Temperature based Enhanced Desorption of Adsorbed Biomethane Stored on Sustainable Nanoporous Materials

Abstract

In recent years, adsorbed natural gas storage has been seen as a better alternative to storing methane-rich gas on porous materials. Especially when these porous materials can be derived from a source like biomass whole process becomes valuable development. However, the problem of lower delivery capacity and the amount of gas released upon releasing the pressure remains unsolved. The micropores developed on the activated carbons retain the gas as they cannot get the activation energy to detach from the surface. The thermodynamics of the desorption process discourages the overall technological development of the system. We have carried out studies under particular temperatures by placing material and gas-filled cylinder in a water bath to overcome this challenge. Coconut based activated carbons were used in the study, which were procured from the market.
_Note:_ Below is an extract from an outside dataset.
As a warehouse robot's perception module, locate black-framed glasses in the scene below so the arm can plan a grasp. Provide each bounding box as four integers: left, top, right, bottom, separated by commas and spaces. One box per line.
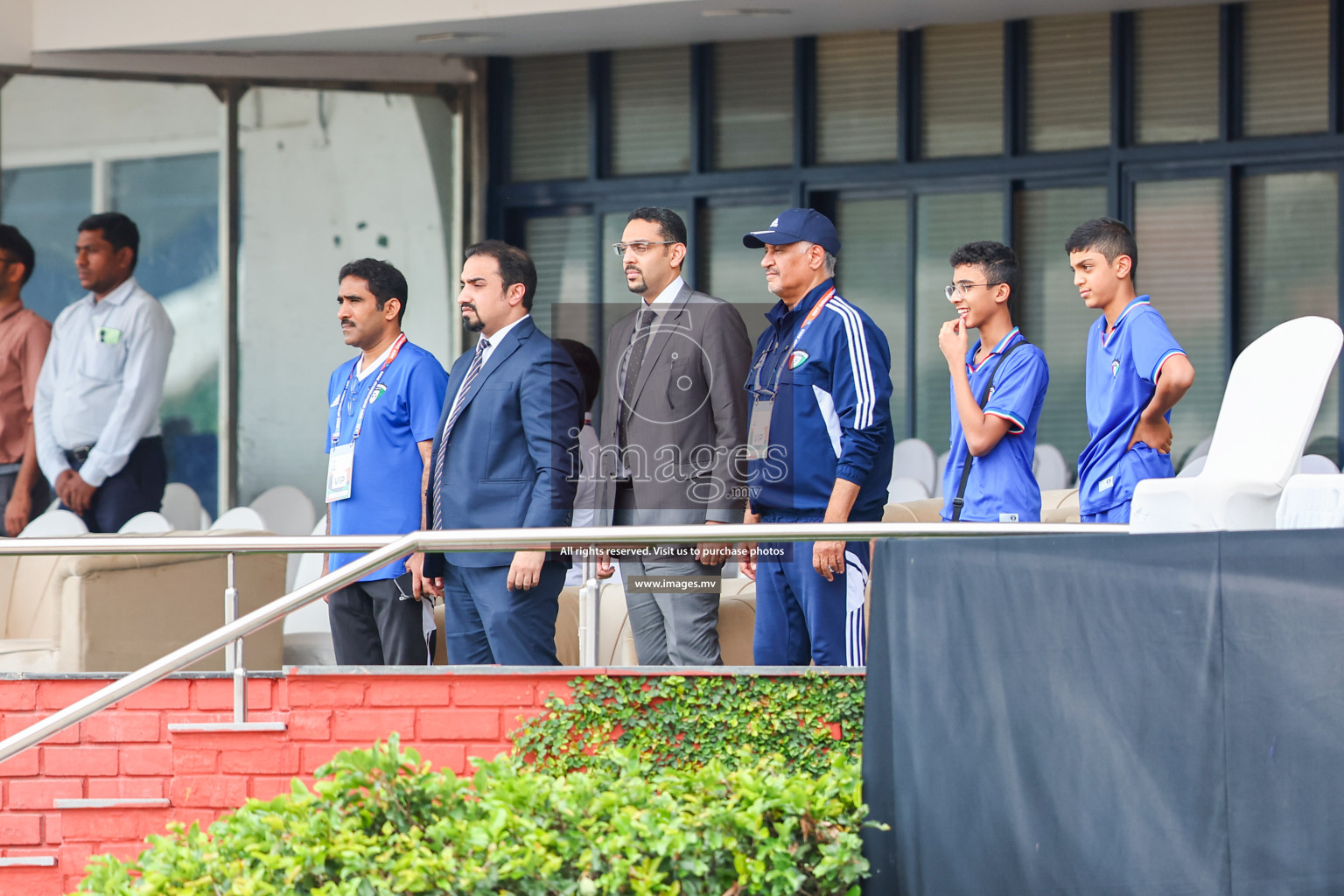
942, 281, 1003, 302
612, 239, 677, 258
Adsorption isotherm and other characteristics were performed for activated carbons. The desorption amount of the gas was recorded for different temperatures of 40, 45, 50 and 55 °C. At room temperature, nearly 54% of adsorbed gas is being released. Whereas, at 55 °C, approximately 80% of the gas is being recovered. This work will be useful for the externally cylinder fitted vehicles where the exhaust stream can be channelised to warm the surrounding of the cylinder to facilitate the higher discharge of the adsorbed gas.